PEO ACWA is responsible for the management of BGCAPP at the Blue Grass Army Depot located in east central Kentucky. The 14,600-acre (59 km2) installation stores and maintains conventional munitions and provides chemical defense equipment and special operations support to the Department of Defense. The Blue Grass Chemical Activity, a tenant of the depot, is responsible for the safeguarding of a portion of the U.S. chemical weapons stockpile, 523 tons of nerve agents GB and VX and mustard agent in rockets and projectiles. BGCAPP will also use neutralization to destroy chemical agent, but it will use supercritical water oxidation (SCWO) as a secondary process. Additionally, the SDC, an explosive destruction technology, will augment BGCAPP's neutralization/SCWO technology to destroy approximately 15,000 155mm mustard projectiles in the Blue Grass stockpile, many of which have been found unsuited for processing through the main plant. The plant is currently in its systemization phase, testing equipment and best practices.
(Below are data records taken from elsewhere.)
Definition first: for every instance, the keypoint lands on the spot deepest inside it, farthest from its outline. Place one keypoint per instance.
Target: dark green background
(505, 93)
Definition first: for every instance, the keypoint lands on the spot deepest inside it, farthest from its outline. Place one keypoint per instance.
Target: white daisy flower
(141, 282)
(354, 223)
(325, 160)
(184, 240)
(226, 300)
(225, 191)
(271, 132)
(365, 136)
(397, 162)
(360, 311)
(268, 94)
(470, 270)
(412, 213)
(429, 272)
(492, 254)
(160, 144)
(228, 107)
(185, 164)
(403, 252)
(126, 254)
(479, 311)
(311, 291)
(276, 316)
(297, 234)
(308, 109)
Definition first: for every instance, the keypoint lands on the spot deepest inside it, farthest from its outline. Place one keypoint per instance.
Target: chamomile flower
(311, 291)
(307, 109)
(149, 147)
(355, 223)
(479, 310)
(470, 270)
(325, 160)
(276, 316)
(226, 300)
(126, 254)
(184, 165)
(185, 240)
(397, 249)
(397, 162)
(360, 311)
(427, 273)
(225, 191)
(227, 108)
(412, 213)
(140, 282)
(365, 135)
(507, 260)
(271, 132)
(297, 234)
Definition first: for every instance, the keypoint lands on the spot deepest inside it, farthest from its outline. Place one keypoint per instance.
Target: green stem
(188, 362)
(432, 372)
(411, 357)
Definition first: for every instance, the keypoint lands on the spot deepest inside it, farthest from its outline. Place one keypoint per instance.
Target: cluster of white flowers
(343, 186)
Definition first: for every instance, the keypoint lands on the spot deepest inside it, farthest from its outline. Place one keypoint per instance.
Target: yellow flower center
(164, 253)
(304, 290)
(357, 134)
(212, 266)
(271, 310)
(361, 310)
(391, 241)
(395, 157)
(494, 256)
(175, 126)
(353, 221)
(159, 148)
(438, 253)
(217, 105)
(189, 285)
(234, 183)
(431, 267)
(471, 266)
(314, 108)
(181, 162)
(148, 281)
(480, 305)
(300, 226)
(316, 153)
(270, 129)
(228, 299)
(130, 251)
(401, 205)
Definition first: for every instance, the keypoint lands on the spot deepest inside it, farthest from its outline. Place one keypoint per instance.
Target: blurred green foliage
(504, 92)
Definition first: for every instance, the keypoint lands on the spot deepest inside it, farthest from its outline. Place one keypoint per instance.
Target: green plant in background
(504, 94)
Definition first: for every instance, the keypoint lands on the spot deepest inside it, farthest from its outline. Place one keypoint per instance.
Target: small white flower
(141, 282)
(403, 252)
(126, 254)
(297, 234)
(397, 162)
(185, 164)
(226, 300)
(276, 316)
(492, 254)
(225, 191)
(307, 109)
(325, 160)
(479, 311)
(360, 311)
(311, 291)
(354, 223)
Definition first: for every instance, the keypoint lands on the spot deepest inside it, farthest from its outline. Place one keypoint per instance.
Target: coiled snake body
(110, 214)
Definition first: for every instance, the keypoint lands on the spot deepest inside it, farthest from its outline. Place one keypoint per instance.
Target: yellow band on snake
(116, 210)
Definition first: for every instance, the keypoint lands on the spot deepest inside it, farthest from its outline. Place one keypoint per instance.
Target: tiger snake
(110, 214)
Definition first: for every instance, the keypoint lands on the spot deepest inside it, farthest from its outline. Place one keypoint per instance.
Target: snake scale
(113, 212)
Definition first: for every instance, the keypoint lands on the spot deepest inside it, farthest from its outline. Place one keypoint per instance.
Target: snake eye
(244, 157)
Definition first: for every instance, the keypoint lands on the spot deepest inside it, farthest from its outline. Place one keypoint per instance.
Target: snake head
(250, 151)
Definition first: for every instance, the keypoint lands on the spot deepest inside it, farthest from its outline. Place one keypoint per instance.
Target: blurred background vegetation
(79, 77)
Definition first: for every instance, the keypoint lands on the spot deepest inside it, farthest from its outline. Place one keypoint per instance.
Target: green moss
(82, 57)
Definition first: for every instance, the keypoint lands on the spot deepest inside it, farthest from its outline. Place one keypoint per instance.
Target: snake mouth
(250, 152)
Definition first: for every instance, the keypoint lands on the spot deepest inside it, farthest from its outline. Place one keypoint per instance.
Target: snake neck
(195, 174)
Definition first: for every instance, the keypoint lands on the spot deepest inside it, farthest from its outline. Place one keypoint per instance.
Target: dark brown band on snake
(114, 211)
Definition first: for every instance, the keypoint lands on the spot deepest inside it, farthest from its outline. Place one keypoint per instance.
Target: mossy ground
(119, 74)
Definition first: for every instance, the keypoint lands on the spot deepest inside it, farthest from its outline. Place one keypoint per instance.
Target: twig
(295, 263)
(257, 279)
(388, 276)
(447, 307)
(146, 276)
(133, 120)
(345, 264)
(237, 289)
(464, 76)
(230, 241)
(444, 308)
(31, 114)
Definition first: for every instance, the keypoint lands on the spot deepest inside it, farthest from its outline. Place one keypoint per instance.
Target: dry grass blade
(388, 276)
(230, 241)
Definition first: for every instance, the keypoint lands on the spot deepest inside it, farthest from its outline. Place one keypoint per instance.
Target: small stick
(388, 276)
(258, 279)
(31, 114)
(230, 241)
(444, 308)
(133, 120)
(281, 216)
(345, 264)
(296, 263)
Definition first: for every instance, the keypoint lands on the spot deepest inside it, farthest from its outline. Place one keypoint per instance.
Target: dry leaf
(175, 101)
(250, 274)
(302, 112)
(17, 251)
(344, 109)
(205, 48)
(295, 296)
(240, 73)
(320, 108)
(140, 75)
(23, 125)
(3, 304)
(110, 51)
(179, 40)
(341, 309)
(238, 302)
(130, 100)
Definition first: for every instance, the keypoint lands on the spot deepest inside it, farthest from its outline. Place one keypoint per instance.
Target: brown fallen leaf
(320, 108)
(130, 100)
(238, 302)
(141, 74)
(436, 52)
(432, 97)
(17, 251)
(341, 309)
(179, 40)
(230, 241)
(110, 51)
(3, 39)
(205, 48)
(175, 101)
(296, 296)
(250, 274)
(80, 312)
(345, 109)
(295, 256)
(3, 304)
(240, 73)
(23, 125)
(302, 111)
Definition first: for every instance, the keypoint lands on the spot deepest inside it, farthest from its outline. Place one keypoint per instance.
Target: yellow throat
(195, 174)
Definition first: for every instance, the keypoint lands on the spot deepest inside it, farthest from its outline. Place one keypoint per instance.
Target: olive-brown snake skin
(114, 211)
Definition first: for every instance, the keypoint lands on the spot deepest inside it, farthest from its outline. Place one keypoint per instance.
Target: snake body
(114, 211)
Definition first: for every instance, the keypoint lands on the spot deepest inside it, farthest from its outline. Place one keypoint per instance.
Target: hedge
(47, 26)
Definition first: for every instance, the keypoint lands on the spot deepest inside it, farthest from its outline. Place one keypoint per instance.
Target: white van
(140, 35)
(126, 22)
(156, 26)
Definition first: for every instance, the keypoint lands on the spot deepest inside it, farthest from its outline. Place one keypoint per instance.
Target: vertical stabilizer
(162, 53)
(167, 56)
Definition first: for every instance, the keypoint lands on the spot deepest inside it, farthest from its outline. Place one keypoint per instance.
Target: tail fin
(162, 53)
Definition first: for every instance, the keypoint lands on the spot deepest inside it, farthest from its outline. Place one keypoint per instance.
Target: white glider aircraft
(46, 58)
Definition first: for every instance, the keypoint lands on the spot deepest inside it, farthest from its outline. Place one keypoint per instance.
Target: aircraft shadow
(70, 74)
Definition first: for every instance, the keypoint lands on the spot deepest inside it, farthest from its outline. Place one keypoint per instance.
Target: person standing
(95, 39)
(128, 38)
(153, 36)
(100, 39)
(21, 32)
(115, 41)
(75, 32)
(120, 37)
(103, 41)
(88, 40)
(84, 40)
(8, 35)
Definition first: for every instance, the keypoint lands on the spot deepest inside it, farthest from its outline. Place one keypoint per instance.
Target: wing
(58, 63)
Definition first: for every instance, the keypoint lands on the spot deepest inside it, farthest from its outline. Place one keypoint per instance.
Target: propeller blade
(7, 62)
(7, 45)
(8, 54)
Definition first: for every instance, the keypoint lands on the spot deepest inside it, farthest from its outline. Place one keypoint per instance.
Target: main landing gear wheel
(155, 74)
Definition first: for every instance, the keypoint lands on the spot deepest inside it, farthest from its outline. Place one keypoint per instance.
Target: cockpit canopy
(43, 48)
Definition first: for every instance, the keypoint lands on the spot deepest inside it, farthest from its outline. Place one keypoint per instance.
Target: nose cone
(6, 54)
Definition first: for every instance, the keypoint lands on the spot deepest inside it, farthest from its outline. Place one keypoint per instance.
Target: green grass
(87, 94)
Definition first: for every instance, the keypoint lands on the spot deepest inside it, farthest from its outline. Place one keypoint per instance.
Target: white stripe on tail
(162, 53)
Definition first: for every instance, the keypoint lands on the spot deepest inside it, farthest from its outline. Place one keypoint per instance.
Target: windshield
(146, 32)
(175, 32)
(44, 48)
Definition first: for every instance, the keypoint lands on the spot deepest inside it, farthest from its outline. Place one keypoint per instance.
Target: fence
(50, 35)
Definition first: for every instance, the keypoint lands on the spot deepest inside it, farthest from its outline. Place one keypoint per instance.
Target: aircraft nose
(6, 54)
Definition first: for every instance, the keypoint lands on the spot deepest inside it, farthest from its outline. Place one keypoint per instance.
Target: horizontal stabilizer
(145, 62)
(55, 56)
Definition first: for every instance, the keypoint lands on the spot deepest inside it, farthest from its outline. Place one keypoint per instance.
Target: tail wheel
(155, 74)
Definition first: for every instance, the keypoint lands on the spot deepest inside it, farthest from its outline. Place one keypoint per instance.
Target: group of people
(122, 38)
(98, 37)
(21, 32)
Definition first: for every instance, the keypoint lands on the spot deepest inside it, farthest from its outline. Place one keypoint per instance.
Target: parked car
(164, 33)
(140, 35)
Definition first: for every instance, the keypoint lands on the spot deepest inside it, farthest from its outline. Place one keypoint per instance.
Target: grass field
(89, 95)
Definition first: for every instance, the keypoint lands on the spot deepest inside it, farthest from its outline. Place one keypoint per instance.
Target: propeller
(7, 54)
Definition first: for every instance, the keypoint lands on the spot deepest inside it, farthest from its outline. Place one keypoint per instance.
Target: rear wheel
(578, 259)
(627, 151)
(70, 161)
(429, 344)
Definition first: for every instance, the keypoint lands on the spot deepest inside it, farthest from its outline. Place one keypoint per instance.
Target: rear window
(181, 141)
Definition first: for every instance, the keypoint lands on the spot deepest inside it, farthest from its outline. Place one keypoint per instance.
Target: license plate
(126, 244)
The Blue Grass Chemical Stockpile Outreach Office in Kentucky and the Pueblo Chemical Stockpile Outreach Office in Colorado serve as the local communities' primary resource for information regarding chemical weapons destruction. The offices work closely with Army leadership and its contractors to respond to inquiries, develop and provide information materials, coordinate guest speakers for a variety of different civic groups and organizations and interface with the governor-appointed Colorado and Kentucky Chemical Demilitarization Citizens’ Advisory Commissions.